Alguns não gostam de Carmen pela opção que ela fez, a certa altura de sua carreira, de ir trabalhar nos EUA (já falei sobre isso em outro artigo). Alguns, como Noel Rosa, não gostam dela por rejeitar seu modo de cantar. Mas nenhum desses pode desabonar a importância que ela teve no momento em que o samba consolidou-se como gênero musical genuinamente brasileiro.
A referência que o espetáculo fez a Mário Reis também se apresentou bastante equivocada. Diogo, ao interpretá-lo cantando "Jura", de Sinhô, um de seus grandes sucessos, lembra muito mais o canto de Francisco Alves que de Mário Reis. Parece preciosismo, mas não é não: para se contar a história do samba, é preciso lembrar que, com ele, nasceu um modo brasileiro de cantar, no qual Mário Reis é pioneiro. Diz-se que foi ele quem inspirou João Gilberto. Sabe-se que ele inspira Chico Buarque até hoje. Portanto, expor Mário Reis executando o canto "de vozeirão" a la Francisco Alves, também se configura como erro importante.

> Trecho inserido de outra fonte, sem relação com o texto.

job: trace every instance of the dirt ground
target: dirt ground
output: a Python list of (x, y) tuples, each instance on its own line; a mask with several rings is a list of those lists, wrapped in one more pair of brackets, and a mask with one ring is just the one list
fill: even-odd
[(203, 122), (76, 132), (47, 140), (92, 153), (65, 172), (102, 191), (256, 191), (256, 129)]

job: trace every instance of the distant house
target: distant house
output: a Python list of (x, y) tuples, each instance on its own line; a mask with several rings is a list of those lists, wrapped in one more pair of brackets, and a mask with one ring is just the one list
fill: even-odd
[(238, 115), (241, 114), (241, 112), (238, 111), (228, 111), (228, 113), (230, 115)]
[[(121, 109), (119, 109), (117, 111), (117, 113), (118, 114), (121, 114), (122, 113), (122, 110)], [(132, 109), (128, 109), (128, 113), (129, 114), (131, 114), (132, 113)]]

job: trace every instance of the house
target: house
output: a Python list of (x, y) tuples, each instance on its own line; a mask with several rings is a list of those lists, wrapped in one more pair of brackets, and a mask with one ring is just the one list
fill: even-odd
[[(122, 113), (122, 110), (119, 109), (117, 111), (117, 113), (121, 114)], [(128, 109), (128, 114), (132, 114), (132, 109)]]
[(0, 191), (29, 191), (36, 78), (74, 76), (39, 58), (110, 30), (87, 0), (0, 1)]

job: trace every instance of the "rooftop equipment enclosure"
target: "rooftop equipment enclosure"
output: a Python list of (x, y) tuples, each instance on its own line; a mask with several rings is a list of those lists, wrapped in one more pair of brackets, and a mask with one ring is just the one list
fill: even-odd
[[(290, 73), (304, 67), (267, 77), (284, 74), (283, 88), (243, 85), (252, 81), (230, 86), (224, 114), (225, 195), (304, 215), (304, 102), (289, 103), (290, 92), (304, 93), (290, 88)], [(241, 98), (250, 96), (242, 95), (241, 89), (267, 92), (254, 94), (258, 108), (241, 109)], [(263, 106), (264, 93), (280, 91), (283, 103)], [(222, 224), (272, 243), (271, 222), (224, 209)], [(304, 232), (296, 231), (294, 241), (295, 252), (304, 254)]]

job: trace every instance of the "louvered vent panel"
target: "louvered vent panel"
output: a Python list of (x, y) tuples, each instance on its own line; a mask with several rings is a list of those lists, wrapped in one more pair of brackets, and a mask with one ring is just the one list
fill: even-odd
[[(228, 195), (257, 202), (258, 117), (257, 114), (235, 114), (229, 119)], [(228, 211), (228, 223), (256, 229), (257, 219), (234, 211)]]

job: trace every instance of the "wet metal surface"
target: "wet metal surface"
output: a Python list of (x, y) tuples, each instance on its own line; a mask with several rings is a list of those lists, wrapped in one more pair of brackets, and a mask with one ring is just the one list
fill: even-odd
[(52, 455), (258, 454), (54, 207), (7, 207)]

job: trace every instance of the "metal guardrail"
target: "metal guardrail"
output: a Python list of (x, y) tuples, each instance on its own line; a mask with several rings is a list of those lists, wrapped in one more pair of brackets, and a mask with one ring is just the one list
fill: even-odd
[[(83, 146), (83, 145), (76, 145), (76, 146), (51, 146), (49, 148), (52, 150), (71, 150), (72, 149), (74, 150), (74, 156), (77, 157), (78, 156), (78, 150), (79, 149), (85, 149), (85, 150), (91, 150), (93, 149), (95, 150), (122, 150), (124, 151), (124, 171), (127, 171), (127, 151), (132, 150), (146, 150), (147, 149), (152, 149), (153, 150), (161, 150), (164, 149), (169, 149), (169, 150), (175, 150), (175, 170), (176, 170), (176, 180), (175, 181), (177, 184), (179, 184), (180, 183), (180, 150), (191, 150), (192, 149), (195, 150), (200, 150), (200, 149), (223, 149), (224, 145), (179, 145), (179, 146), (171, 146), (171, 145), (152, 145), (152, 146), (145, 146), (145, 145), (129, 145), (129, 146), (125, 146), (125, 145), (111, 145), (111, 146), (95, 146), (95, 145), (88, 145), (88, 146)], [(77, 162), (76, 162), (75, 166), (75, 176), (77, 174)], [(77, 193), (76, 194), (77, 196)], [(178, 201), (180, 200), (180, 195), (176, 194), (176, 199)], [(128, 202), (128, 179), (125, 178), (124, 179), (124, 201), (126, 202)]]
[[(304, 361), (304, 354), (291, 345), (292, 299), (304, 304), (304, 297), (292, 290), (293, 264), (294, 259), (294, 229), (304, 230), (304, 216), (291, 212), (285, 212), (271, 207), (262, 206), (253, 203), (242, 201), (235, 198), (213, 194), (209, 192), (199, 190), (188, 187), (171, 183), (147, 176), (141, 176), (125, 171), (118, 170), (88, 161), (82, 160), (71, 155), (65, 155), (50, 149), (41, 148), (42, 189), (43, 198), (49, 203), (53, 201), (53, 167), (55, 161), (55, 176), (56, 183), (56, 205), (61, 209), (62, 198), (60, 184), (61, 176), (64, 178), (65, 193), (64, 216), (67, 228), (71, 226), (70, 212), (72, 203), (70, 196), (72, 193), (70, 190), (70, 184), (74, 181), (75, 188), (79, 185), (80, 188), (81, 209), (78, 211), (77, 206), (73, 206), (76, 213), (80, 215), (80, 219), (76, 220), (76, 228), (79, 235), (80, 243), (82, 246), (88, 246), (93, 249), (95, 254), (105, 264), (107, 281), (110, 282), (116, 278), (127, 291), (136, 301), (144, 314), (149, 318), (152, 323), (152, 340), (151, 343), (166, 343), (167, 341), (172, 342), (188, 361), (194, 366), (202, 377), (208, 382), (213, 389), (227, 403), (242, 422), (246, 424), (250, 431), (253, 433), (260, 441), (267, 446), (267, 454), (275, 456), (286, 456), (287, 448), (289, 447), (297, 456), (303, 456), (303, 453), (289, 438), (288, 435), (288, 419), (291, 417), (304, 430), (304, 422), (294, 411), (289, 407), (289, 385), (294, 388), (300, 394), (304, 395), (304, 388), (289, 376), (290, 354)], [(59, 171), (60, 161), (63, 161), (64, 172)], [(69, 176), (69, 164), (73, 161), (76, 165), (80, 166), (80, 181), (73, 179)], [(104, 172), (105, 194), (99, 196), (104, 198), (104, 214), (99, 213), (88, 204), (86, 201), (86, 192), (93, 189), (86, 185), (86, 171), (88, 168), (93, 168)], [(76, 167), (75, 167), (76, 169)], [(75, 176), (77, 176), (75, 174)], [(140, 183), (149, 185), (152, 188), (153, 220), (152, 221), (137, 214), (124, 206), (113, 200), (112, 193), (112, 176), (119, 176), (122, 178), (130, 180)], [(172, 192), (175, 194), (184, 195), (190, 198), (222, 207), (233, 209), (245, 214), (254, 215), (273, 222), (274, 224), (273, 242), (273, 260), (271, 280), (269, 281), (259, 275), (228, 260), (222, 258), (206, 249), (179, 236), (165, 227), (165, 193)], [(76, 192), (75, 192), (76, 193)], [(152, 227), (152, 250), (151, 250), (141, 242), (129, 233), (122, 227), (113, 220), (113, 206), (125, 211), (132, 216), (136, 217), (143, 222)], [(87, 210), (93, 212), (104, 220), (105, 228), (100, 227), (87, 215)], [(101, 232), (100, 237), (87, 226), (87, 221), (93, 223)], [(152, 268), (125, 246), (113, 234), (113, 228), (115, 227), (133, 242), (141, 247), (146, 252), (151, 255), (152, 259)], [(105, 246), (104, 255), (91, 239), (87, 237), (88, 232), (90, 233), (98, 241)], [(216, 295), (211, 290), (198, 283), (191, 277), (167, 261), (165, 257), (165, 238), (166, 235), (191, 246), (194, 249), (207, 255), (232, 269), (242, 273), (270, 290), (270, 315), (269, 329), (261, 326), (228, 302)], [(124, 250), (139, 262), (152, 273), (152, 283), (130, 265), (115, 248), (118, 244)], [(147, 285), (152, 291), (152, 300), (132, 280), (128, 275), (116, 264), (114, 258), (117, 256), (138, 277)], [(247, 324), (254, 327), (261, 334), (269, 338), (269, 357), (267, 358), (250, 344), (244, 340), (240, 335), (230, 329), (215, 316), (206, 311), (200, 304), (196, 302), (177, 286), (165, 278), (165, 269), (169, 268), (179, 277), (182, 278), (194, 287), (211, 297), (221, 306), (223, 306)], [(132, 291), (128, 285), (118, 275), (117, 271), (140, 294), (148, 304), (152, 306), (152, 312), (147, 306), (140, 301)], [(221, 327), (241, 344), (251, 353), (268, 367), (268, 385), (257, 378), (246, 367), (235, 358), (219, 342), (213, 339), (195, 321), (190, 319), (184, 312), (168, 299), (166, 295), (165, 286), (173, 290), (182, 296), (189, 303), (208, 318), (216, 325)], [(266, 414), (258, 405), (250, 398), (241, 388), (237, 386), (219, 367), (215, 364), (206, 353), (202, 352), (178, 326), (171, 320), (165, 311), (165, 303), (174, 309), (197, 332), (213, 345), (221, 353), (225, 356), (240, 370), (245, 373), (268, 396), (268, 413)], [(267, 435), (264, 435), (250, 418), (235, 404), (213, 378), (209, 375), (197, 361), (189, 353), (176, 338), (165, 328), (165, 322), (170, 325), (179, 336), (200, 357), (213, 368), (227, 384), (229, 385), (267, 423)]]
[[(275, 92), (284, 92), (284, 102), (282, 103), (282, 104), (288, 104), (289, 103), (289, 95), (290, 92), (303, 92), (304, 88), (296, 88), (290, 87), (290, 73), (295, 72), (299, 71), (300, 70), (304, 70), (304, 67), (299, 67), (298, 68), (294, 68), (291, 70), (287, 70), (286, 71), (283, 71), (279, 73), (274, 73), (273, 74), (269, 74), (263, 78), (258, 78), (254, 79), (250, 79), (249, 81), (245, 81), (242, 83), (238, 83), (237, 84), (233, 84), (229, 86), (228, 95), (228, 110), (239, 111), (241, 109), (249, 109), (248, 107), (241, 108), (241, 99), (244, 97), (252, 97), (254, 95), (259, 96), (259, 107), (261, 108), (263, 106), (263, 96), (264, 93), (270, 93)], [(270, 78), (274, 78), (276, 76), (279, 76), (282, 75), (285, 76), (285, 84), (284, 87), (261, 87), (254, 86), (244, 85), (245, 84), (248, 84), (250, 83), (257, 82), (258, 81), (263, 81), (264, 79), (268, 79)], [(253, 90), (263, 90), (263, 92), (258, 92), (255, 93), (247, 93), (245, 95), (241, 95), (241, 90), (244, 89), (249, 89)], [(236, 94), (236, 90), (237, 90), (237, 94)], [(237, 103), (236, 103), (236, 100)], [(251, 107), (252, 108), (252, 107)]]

Algumas ausências foram muito sentidas, dentre as quais eu destacaria Assis Valente, Aracy de Almeida, Clementina de Jesus e Adoniram Barbosa. Claro que, num espetáculo que tem três horas de duração, não cabe um século de personagens, necessariamente precisam-se fazer escolhas. Mas, aqui, minha crítica é que deixar esses imensos e intensos personagens de fora nunca seria uma boa escolha.
Se Bossa Nova é samba ou não, essa é uma polêmica que nunca terá fim. Ela aparece no show sob os dedos de Diogo Nogueira interpretando João Gilberto. Entretanto, resumir os anos 1960/1970 à Bossa Nova e os sambas de protesto de Chico Buarque não é nada razoável. Ficam escamoteadas, inclusive as iniciativas de João Nogueira, pai de Diogo, em defesa do Carnaval de rua e do próprio samba, que, naquele momento, queria reviver e sobreviver às investidas da indústria fonográfica estrangeira. Aliás, João e Clara Nunes foram lembrados no espetáculo no trecho dedicado à memória de sambistas eternos, que jamais serão esquecidos pelo público. Foram ambos apresentados por Diogo Nogueira, respectivamente, como seu pai e sua madrinha. Porém, mais do que isso, nos tais anos 1960/1970, eles tiveram papel fundamental na evolução do samba. João, pelas razões citadas e pelo seu modo particular de cantar fraseado, dando continuidade aos artistas do canto sincopado. Clara, bem como Clementina de Jesus, exalta e valoriza a herança africana na constituição do samba: a religiosidade, as temáticas, o batuque. Expressava uma profunda brasilidade no repertório e no figurino - como, em alguma medida, Carmen Miranda fizera décadas antes.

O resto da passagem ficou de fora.